Another aspect of The Cannibal Club that adds some interest is the visuals. The cinematography alone is very beautiful and enhances the idea of Gilda and Otavio’s opulent, wealthy lifestyle. Especially with how the various locations are filmed, everything looks incredibly expensive, shiny, and unattainable. While they are used at a minimum, the practical effects are also very well done. In one specific scene at the beginning of the film the audience is shown a victim getting butchered and chopped into prime cuts of meat. Not only are the practical effects in this scene frighteningly realistic, they also stand out in the lavish home the scene is set in.

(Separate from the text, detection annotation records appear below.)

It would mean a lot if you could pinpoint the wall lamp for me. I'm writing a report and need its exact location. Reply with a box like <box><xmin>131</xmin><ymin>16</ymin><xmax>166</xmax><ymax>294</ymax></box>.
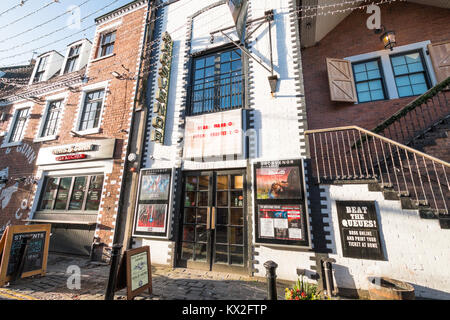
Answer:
<box><xmin>375</xmin><ymin>25</ymin><xmax>397</xmax><ymax>51</ymax></box>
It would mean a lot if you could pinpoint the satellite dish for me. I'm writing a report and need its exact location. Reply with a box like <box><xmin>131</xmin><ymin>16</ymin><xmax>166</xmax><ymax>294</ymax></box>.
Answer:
<box><xmin>227</xmin><ymin>0</ymin><xmax>248</xmax><ymax>43</ymax></box>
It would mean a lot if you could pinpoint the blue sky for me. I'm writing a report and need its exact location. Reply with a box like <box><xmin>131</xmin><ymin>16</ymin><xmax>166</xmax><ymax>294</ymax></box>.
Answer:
<box><xmin>0</xmin><ymin>0</ymin><xmax>131</xmax><ymax>67</ymax></box>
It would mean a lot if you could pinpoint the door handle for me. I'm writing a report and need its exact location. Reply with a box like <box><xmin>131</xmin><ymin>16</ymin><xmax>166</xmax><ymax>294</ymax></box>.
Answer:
<box><xmin>206</xmin><ymin>207</ymin><xmax>211</xmax><ymax>230</ymax></box>
<box><xmin>211</xmin><ymin>207</ymin><xmax>216</xmax><ymax>230</ymax></box>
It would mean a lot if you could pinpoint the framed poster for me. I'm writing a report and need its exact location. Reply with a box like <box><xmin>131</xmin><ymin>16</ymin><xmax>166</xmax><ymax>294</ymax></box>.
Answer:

The Cannibal Club has some successful elements, the lack of tension in the plot results in a rather forgettable film. Many parts of the film will feel reminiscent to similar films that came before it, all of them focusing on wealthy clubs who prey on the less fortunate, yet this film doesn’t carry the suspense or excitement of its predecessors. The performances by the two leads are enough to hold my interest and the stunning sets, cinematography, and effects give the audience something to catch the eye. Despite these more successful features, the film will likely be forgotten by the time people pick their “best of 2019” films.